Can't we just be honest and say that most of these are applied statistics jobs with a specialty in large volumes of data? Or is "statistics" just not fashionable enough nowadays?
IMO, the "data science" label is too broad to properly differentiate statistical engineers. A fine definition for a data scientist is someone who runs experiments on user/company data and can assess the results. It's important work, but you don't need a PhD in stats or ML to do basic hypothesis testing.
You could simply call them "machine learning" experts, but that could be a bit too academic. People who are focused narrowly on theory or niche areas may be experts in ML, but they may also never do anything outside of running matlab simulations. It's unlikely that those people will make very good statistical engineers since they may never have had to think about the challenges involved in scaling algorithms.

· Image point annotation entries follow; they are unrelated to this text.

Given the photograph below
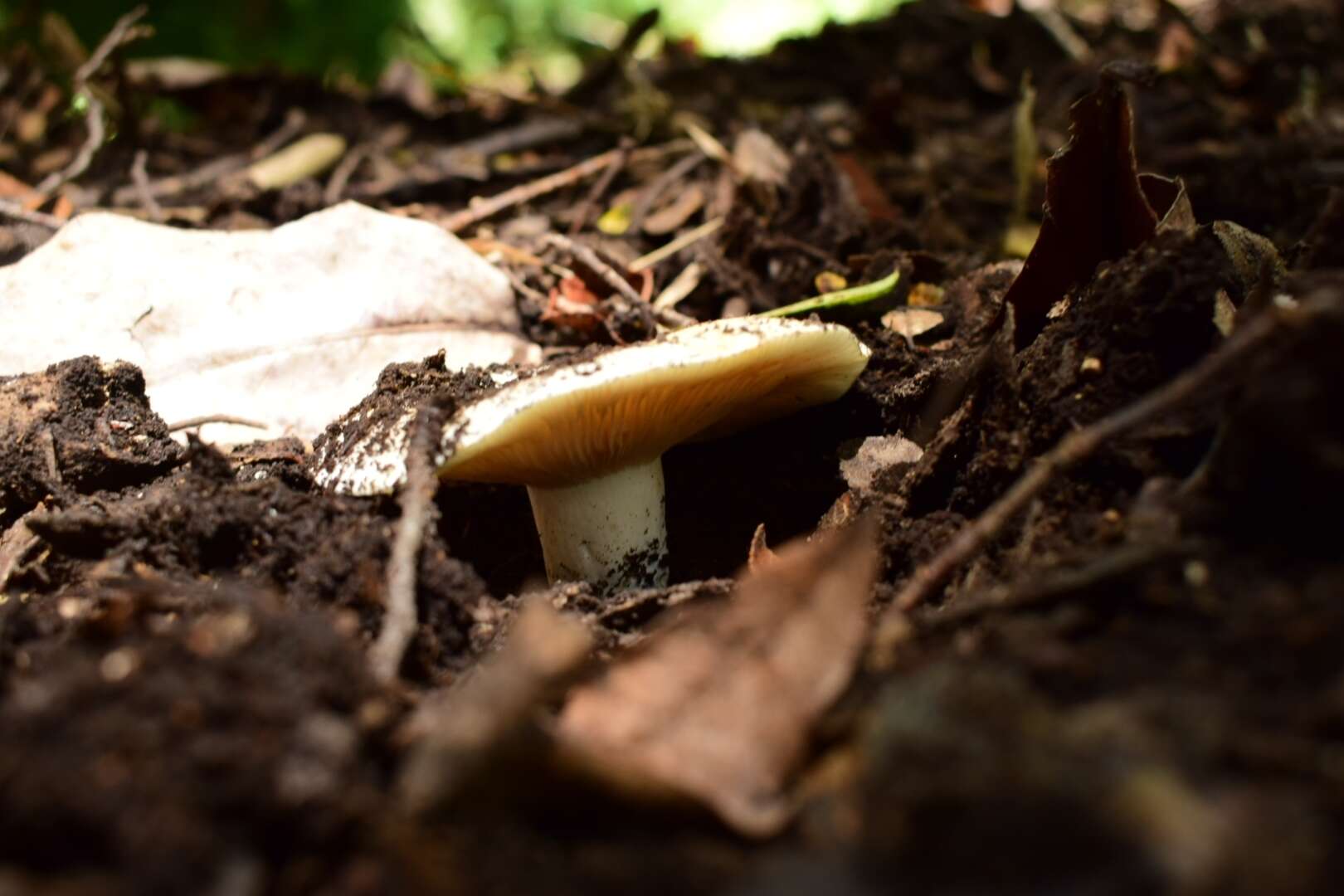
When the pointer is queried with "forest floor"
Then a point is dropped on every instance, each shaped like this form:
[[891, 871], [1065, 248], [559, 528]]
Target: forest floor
[[1089, 503]]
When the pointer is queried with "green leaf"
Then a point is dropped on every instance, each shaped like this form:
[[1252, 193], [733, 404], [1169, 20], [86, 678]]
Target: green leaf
[[852, 296]]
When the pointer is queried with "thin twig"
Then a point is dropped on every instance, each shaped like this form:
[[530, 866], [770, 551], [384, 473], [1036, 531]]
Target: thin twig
[[343, 173], [480, 208], [609, 275], [674, 246], [141, 180], [600, 187], [1214, 370], [674, 175], [121, 32], [212, 418], [10, 208], [417, 500], [212, 171]]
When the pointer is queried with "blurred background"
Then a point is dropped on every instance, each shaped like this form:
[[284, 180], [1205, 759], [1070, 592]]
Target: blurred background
[[455, 42]]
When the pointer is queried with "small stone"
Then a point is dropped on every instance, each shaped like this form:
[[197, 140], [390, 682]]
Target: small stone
[[119, 665]]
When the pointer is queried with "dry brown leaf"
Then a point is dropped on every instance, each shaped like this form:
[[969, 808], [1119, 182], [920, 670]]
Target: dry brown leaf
[[676, 212], [455, 733], [758, 553], [721, 705], [288, 327]]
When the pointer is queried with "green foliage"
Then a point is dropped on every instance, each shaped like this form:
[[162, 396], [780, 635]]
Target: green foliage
[[327, 38], [304, 37]]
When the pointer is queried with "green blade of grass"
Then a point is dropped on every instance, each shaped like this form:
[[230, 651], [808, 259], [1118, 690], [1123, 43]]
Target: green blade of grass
[[851, 296]]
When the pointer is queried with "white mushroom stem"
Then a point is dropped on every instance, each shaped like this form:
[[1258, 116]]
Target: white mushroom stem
[[609, 531]]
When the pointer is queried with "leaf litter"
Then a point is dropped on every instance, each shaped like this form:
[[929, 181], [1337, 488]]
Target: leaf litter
[[1099, 479]]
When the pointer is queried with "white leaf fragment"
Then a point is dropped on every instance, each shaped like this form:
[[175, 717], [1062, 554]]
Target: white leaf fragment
[[288, 327]]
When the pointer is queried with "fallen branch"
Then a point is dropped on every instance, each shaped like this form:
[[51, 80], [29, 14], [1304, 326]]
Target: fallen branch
[[672, 247], [123, 32], [140, 178], [10, 208], [609, 275], [1214, 370], [481, 208], [600, 187], [417, 503]]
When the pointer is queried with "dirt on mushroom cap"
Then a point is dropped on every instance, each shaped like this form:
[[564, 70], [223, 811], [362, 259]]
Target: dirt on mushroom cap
[[631, 405]]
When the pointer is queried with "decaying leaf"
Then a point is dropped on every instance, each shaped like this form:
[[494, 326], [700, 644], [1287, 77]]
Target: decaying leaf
[[1096, 204], [758, 158], [877, 455], [572, 304], [721, 705], [288, 327], [758, 553], [457, 731], [912, 321]]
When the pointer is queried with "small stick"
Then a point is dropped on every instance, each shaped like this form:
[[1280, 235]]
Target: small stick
[[481, 208], [344, 171], [672, 247], [417, 500], [680, 286], [600, 187], [121, 32], [1082, 444], [141, 180], [212, 171], [609, 275], [660, 186], [212, 418], [10, 208]]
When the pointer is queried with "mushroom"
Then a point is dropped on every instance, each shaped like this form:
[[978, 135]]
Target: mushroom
[[587, 438]]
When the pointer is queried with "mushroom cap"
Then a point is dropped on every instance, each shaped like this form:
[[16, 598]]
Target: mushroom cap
[[574, 423]]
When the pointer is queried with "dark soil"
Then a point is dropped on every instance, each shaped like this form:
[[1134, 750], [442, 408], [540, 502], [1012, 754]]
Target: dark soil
[[1136, 687]]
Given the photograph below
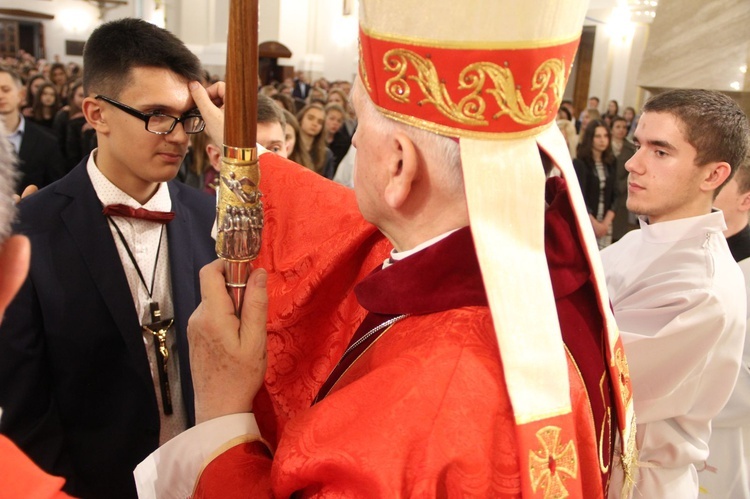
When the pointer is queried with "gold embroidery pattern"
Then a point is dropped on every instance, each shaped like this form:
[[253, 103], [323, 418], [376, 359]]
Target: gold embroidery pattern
[[606, 427], [553, 464], [470, 110], [622, 367], [363, 70]]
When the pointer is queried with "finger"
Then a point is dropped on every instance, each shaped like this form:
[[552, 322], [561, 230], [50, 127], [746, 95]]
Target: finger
[[255, 305], [213, 288]]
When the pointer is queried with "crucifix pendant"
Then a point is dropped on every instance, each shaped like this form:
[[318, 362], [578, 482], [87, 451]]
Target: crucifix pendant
[[158, 328]]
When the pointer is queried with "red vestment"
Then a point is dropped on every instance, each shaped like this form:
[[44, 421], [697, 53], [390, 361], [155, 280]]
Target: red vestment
[[20, 477], [423, 411]]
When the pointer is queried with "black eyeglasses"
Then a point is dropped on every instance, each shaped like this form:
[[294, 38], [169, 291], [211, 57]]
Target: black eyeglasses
[[160, 123]]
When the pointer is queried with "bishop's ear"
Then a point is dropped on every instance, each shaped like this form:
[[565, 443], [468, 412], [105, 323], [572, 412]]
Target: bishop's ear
[[403, 167]]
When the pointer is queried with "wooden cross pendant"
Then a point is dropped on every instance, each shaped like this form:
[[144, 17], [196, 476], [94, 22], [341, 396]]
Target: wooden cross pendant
[[158, 328]]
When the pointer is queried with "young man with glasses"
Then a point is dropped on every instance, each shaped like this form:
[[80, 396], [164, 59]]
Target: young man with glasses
[[93, 356]]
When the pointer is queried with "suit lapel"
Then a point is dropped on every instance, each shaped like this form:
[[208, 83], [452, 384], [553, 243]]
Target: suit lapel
[[88, 227], [184, 282]]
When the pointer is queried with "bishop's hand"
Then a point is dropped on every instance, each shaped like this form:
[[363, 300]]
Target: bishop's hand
[[227, 354]]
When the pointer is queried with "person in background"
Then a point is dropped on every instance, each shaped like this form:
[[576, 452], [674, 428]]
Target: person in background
[[284, 101], [631, 121], [587, 116], [271, 126], [623, 150], [32, 85], [568, 129], [19, 475], [291, 136], [58, 75], [40, 161], [726, 471], [338, 140], [593, 104], [312, 141], [613, 110], [46, 105], [677, 294], [595, 168]]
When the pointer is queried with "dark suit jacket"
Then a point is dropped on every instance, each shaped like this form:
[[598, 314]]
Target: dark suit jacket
[[40, 160], [75, 384], [589, 181]]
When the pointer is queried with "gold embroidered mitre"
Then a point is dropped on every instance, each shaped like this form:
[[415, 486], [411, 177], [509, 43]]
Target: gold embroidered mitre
[[491, 73]]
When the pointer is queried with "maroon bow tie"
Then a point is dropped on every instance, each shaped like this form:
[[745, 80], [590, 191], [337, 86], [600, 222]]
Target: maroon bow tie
[[121, 210]]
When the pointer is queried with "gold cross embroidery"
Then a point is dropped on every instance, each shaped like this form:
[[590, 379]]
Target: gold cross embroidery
[[550, 466]]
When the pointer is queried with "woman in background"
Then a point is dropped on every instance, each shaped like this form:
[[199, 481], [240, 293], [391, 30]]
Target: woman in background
[[46, 105], [312, 138], [32, 87], [595, 169]]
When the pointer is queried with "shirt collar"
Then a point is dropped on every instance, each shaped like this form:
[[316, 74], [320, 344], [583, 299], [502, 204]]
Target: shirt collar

My preferred term is "predictive analytics," which I feel kind of straddles statistics and machine learning, and also serves as a nod to a common difference -- "statistical" methods often yield understanding, while "machine learning" methods are often opaque to human insight but yield predictions.
The most value I got from this article was in the realization that, every few years or so, the academic globes align well enough (some paper de joure becomes well-read I suppose) that .. for a brief instant .. terms are defined well enough, and gain enough agreement, that progress is made .. which progress attracts more eyeballs, who tend to want to break off a chunk for themselves, and the terms begin to differ again and we have a whole new 'sub-sub-sub-' variety of the subject.
So its all about globes aligning, basically. I will now go off and implement an AI technique based entirely on the description of globes, alignment, and little chunks breaking off every now and then .. see you at the top of the AI heap in a year or ten.
I think many would agree that "machine learning" and/or "deep learning" are at least cornerstones for "artificial intelligence". After all, nobody singularly defines intelligence.
Statistics is not (just) opinion polling, there's a lot more to it than estimating observable properties of a population.
If you're trying to make decisions, predictions or estimates which involve any uncertainty at all (and in my experience big data almost always is), then it's definitely within the purview of statistics even if you have data for the whole population.
Sources of uncertainty include trying to say anything at all about the future (do you have data on the future population? no didn't think so...), trying to make predictions which generalise to new data in general, trying to uncover underlying trends or patterns behind the data you see which aren't directly or fully observed.
Often people expect big data to be able to answer big numbers of questions, estimate big numbers of quantities, or fit big, powerful predictive models with lots of parameters. In these cases statistics can be particularly important to avoid reporting false positives and to make sure you can quantify how certain you are about your results and your predictions. (Amongst other reasons).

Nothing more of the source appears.